7. The apparatus for riveting an assembled motor of claim 6 wherein: the inner side of the positioning cavity is communicated with a positioning groove, the top end of the positioning cavity is provided with a guide slideway for realizing elastic compaction with the bottom end of the elastic compression rod, and the positioning groove is communicated with the guide slideway.

8. The riveting apparatus for assembling a motor according to any one of claims 1 to 7, wherein: and a stamping head is arranged at one end of the stamping part, which is close to the positioning cavity, and is used for stamping the riveting point of the motor in the positioning cavity.

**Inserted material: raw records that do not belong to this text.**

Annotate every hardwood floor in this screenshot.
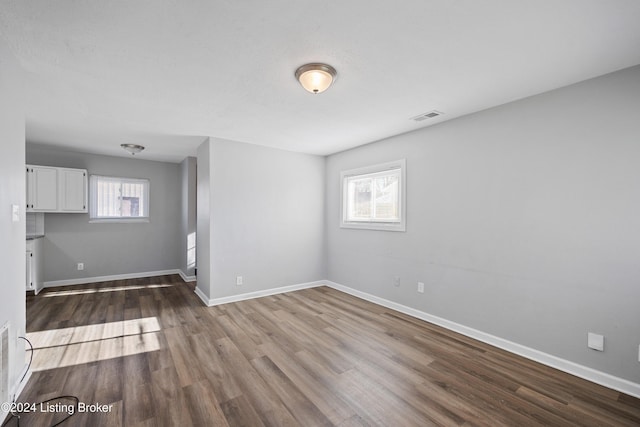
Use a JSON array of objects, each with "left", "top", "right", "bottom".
[{"left": 8, "top": 276, "right": 640, "bottom": 426}]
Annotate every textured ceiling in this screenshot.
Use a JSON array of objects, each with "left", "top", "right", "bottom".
[{"left": 0, "top": 0, "right": 640, "bottom": 161}]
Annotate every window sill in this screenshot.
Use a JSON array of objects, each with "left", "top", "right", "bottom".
[{"left": 340, "top": 222, "right": 406, "bottom": 232}]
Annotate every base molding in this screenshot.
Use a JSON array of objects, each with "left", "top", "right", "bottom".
[
  {"left": 324, "top": 281, "right": 640, "bottom": 398},
  {"left": 178, "top": 270, "right": 196, "bottom": 282},
  {"left": 194, "top": 280, "right": 327, "bottom": 307},
  {"left": 44, "top": 269, "right": 189, "bottom": 288}
]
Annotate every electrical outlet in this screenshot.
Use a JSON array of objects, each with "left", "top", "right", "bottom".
[{"left": 587, "top": 332, "right": 604, "bottom": 351}]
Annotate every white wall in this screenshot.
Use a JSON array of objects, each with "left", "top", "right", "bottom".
[
  {"left": 23, "top": 143, "right": 182, "bottom": 282},
  {"left": 198, "top": 138, "right": 325, "bottom": 299},
  {"left": 326, "top": 67, "right": 640, "bottom": 383},
  {"left": 180, "top": 157, "right": 197, "bottom": 279},
  {"left": 196, "top": 138, "right": 212, "bottom": 301},
  {"left": 0, "top": 39, "right": 26, "bottom": 402}
]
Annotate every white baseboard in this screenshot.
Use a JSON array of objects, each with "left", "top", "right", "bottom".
[
  {"left": 178, "top": 270, "right": 196, "bottom": 282},
  {"left": 195, "top": 280, "right": 326, "bottom": 307},
  {"left": 44, "top": 269, "right": 184, "bottom": 288},
  {"left": 324, "top": 280, "right": 640, "bottom": 398}
]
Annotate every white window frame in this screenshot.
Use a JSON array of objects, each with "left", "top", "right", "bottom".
[
  {"left": 89, "top": 175, "right": 151, "bottom": 223},
  {"left": 340, "top": 159, "right": 407, "bottom": 231}
]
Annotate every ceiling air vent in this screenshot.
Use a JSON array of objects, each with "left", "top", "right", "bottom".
[{"left": 411, "top": 110, "right": 443, "bottom": 122}]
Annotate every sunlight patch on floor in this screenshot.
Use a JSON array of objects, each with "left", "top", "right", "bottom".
[
  {"left": 27, "top": 317, "right": 160, "bottom": 372},
  {"left": 42, "top": 285, "right": 173, "bottom": 298}
]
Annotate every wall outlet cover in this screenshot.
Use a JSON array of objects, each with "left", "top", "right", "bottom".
[{"left": 587, "top": 332, "right": 604, "bottom": 351}]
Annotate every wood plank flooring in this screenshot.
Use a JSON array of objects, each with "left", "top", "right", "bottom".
[{"left": 8, "top": 276, "right": 640, "bottom": 427}]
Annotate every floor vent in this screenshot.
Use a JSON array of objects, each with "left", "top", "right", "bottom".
[
  {"left": 0, "top": 323, "right": 9, "bottom": 403},
  {"left": 411, "top": 110, "right": 443, "bottom": 122}
]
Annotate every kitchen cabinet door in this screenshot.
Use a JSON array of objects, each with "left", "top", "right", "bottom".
[
  {"left": 58, "top": 168, "right": 87, "bottom": 212},
  {"left": 27, "top": 166, "right": 58, "bottom": 212}
]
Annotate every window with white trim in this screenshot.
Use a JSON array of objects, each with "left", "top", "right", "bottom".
[
  {"left": 89, "top": 175, "right": 149, "bottom": 221},
  {"left": 340, "top": 159, "right": 406, "bottom": 231}
]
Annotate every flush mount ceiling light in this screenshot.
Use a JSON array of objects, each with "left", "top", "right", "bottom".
[
  {"left": 296, "top": 63, "right": 337, "bottom": 93},
  {"left": 120, "top": 144, "right": 144, "bottom": 156}
]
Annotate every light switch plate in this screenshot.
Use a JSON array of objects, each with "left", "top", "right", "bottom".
[{"left": 587, "top": 332, "right": 604, "bottom": 351}]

9. The riveting apparatus for assembling a motor according to any one of claims 1 to 7, wherein: the bottom of base still is provided with ejection mechanism, ejection mechanism is including running through the base and stretch into the ejector pin in the location intracavity is used for upwards ejecting the motor in the location intracavity.

10. The apparatus for riveting an assembled motor of claim 9 wherein: the ejection mechanism further comprises a second cylinder for driving the ejector rod to move into the positioning cavity.